And four more news items for physicians, nurse practitioners, physician assistants, and CRNAs to peruse this week.
- A new study published in the Journal of the American Board of Family Medicine (JABFM) reveals that physicians in small, independent primary care practices in an urban setting experience considerably lower levels of burnout when compared to the national average, reports FierceHealthcare. Researchers conducted a cross-sectional analysis, using data gathered from 235 providers practicing in 174 practices situated in New York City. The rate of provider-reported burnout was 13.5 percent, markedly lower than nationwide estimates of 54.4 percent.
- Last week, The National Commission on Certification of Physician Assistants (NCCPA) highlighted key findings from its 2017 Statistical Report of Certified Physician Assistants by Specialty. The percentage of physician assistants (PAs) practicing in surgical subspecialties increased more than 70 percent since 2013. Other results noted in the Business Wire press release: the number of PAs in all practice specialties has grown over 13 percent since the NCCPA published its 2015 specialty report, and emerging specialties include addiction medicine and hospice/palliative care.
- Medscape’s Patients Sexually Harassing Physicians Report 2018 indicates 27 percent of physicians have been sexually harassed by at least one patient within the past three years. By far, behaving in an overtly sexual manner toward their provider was the most common offense. When a patient acted inappropriately, 62 percent of female physicians and 39 percent of male doctors surveyed said “no” and told them to stop. Eleven percent of female providers and six percent of male physicians who participated in the report dismissed such patients from their practice.
- According to a recent Centers for Medicare & Medicaid Services (CMS) press release, the federal agency is advancing the Medicare Advantage Qualifying Payment Arrangement Incentive (MAQI) Demonstration. Upon sanction and implementation, MAQI would relinquish Merit-Based Incentive Payment System (MIPS) requirements for clinicians who adequately take part in certain at-risk Medicare Advantage Plans. CMS is seeking public comment on the information collection burdens associated with the demonstration, which is under consideration for formal approval.

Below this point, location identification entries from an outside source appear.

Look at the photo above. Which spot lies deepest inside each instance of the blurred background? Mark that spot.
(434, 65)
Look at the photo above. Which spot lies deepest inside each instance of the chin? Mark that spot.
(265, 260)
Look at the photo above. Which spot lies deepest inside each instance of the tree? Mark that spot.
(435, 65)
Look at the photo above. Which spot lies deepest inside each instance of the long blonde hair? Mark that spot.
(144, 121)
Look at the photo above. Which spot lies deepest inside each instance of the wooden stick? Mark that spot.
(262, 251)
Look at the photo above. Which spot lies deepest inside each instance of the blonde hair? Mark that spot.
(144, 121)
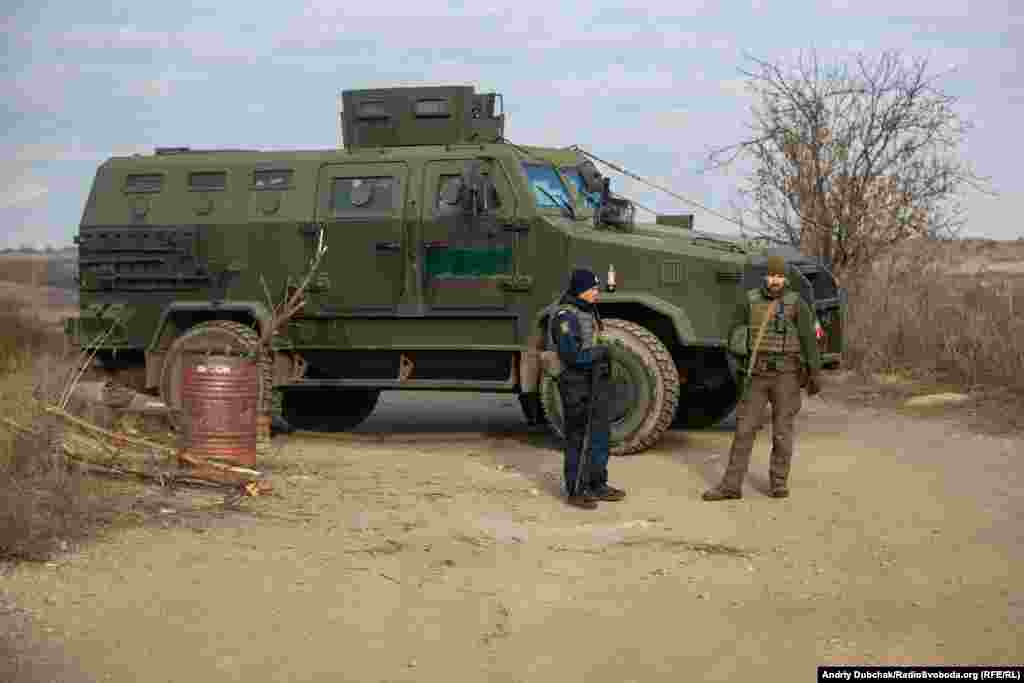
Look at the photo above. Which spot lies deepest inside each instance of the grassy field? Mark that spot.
(949, 311)
(946, 312)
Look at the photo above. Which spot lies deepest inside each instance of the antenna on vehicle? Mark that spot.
(341, 123)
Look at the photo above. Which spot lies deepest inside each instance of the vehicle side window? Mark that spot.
(356, 196)
(549, 191)
(208, 180)
(272, 178)
(144, 182)
(448, 183)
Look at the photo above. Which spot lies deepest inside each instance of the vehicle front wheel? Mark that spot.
(644, 388)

- Becker’s Hospital Review shares data from the Bureau of Labor Statistics, collected last year, regarding 14 states with the highest number of employed physicians and surgeons in the country. (The figures presented include providers employed at hospitals, health systems, and other organizations, but not self-employed doctors.) With 46,080, New York boasts the greatest number of employed physicians and surgeons in the nation, followed by California (29,890) and Pennsylvania (19,820), respectively.